One last question though and I hate to make it seem like I need my hand held through all of this but i do appreciate you guys doing it anyway. If I run the Toremifen instead of the clomiphene what are the toremifen doses supposed to look like?

Thanks for ALL of your help so far.
 
Thank You RJH90210 and THE-DET-OAK and everyone that responded! You guys truly have been such a great help. :bowdown:

Toremifen at 30-60mg for the same length as the clomiphene would've been? About 4 weeks?

Again thanks. Just keep passin me the knowledge and maybe before too long I too will be able to help those in need!:blue:
 
Thank You RJH90210 and THE-DET-OAK and everyone that responded! You guys truly have been such a great help. :bowdown:

Toremifen at 30-60mg for the same length as the clomiphene would've been? About 4 weeks?

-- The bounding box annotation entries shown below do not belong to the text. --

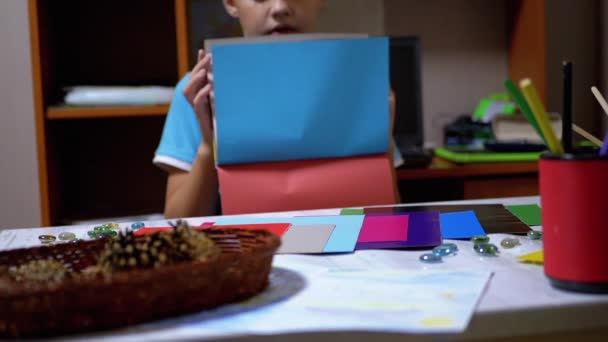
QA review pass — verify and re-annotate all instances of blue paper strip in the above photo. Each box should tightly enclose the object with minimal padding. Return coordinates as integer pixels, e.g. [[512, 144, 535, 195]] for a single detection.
[[439, 211, 486, 239], [213, 38, 389, 165], [216, 215, 365, 253]]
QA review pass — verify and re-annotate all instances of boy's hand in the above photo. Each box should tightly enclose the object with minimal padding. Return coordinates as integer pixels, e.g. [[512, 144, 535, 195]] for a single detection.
[[183, 50, 213, 151]]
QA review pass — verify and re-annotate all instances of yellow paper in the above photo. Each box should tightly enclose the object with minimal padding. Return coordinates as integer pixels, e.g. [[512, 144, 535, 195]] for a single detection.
[[517, 250, 545, 265]]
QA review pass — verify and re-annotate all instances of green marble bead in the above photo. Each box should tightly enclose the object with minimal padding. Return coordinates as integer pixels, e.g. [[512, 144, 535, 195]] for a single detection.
[[420, 253, 443, 264], [471, 235, 490, 244], [475, 243, 500, 256]]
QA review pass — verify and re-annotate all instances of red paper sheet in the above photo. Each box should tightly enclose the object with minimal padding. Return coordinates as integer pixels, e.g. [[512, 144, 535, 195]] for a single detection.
[[205, 223, 291, 237], [218, 154, 395, 215], [133, 223, 291, 237]]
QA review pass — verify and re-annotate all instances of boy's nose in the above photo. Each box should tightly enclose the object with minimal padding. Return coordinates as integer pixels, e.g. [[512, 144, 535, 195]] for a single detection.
[[270, 0, 293, 18]]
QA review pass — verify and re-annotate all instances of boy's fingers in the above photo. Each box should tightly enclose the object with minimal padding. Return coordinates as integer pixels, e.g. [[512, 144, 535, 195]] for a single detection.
[[184, 69, 207, 102], [194, 84, 211, 108], [192, 50, 211, 74]]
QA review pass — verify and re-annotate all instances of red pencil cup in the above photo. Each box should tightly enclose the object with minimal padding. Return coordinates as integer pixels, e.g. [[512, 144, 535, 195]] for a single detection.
[[539, 152, 608, 293]]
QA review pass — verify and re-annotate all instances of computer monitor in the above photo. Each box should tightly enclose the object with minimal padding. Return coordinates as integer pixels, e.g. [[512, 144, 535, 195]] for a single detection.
[[390, 36, 424, 151]]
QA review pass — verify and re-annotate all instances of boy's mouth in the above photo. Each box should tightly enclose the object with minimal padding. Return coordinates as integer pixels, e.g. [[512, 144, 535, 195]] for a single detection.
[[266, 25, 299, 35]]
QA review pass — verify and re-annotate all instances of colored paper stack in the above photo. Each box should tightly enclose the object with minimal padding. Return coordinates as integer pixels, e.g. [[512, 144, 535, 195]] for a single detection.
[[212, 36, 396, 214]]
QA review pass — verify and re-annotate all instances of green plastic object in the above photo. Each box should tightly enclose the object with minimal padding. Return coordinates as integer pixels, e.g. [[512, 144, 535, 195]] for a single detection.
[[505, 80, 547, 144], [506, 204, 541, 226], [434, 147, 543, 164]]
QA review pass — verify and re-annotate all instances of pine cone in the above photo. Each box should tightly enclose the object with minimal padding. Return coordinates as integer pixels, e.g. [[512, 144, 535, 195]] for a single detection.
[[98, 221, 220, 272]]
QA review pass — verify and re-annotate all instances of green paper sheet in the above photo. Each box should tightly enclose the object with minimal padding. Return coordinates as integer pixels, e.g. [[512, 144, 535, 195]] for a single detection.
[[506, 204, 541, 226]]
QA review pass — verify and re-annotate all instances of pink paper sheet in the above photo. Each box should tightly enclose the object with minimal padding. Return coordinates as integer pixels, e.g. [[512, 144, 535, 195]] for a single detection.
[[357, 215, 409, 242]]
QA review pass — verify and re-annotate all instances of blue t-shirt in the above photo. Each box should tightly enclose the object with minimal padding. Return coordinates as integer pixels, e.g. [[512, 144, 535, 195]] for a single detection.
[[154, 74, 202, 171], [153, 74, 403, 171]]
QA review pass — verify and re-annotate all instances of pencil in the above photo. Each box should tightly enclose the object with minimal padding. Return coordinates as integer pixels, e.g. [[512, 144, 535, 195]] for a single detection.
[[591, 87, 608, 115], [562, 61, 572, 153], [519, 78, 564, 156]]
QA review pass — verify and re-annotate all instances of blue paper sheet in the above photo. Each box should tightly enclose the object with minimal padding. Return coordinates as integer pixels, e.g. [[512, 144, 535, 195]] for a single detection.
[[216, 215, 365, 253], [213, 38, 389, 165], [439, 211, 486, 239]]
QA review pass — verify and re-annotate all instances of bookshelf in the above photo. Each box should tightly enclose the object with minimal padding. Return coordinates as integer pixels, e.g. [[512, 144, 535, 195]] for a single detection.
[[28, 0, 546, 226], [28, 0, 189, 225]]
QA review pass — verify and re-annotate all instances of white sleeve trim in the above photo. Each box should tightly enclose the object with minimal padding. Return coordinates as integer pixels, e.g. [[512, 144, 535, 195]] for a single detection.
[[152, 156, 192, 171]]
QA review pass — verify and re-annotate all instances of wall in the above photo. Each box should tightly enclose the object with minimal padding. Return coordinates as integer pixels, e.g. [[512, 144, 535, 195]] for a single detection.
[[0, 0, 40, 229], [546, 0, 606, 136], [384, 0, 508, 145], [317, 0, 384, 35]]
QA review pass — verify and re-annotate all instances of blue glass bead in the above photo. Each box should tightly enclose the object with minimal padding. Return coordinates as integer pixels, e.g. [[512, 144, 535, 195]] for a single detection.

Again thanks. Just keep passin me the knowledge and maybe before too long I too will be able to help those in need!:blue:


yes. 4 weeks max.
 
Understood! Thanks to everyone that gave their inout it is much appreciated. I'm going to the doctor today and am going to see if I can't talk my way into getting prescribed Human Chorionic Gonadotropin (HCG). Whether I can or can't I am trying the treatments we have discussed above before I let him throw my ass on TRT.

For now as far as the forum is concerned I think I'm going to consider this resolved. Again I appreciate all the help guys thanks.